在二肽Leu-Leu存在的情况下,猪胃蛋白酶对六肽Leu-Ser-p-硝基-Phe-Nle-Ala-Leu-OMe(其中OMe = 甲氧基,Nle = 正亮氨酸)进行蛋白水解,合成了一种新的六肽Leu-Ser-p-硝基-Phe-Leu-Leu。与其他蛋白酶的转肽动力学不同,其他蛋白酶的转肽动力学依赖于酰基酶中间体,而胃蛋白酶催化转肽的时间进程在达到稳态反应速度之前显示出明显的滞后。此外,这种滞后与蛋白水解产物Leu-Ser-p-硝基-Phe和Nle-Ala-Leu-OMe形成的爆发动力学相关。滞后阶段要求游离的Leu-Ser-p-硝基-Phe在反应介质中积累,随后重新结合进行转肽。与这种解离动力学机制一致的是,正常的溶剂同位素效应作用于蛋白水解产物Leu-Ser-p-硝基-Phe(vH/vD = 2.2±0.2)和Nle-Ala-Leu-OMe(vH/vD = 1.8±0.1)的形成,而对转肽产物Leu-Ser-p-硝基-Phe-Leu-Leu的形成则产生相反的效应(vH/vD = 0.40±0.09)。由于在D2O中蛋白水解较慢但转肽较快,同位素敏感步骤必须在蛋白水解的两种产物释放之后发生,这排除了假定的酰基酶共价中间体。
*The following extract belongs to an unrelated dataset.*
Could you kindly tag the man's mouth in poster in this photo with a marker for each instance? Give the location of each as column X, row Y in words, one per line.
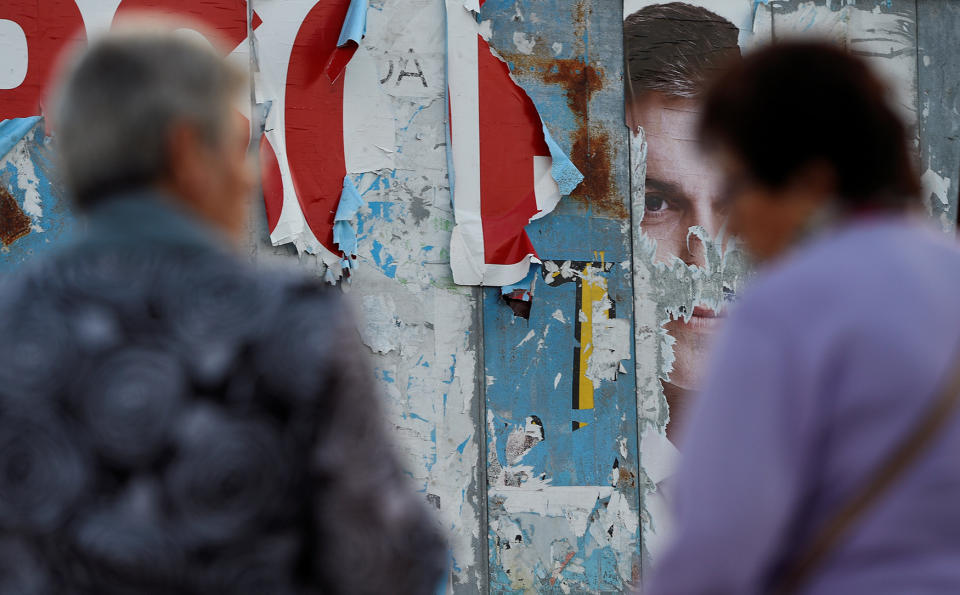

同位素增强的转肽是一种新型的同位素效应,但与先前基于溶剂同位素效应作用于Vmax而非Vmax/Km所假设的单底物双分子异构机制一致(Rebholz,K. L.,和Northrop,D. B.(1991)生物化学与生物物理研究通讯179,65 - 69),并通过溶剂同位素效应作用于胃蛋白酶抑制剂的抑制起始得到证实(Cho,Y.-K.,Rebholz,K. L.,和Northrop,D. B.(1994)生物化学33,9637 - 9642)。作为一种具有生物技术应用潜力的肽键合成新生化机制,在此提出,从游离肽驱动肽合成所需的能量来自与胃蛋白酶活性位点在55 M水中重新水合相关的相当大的自由能下降。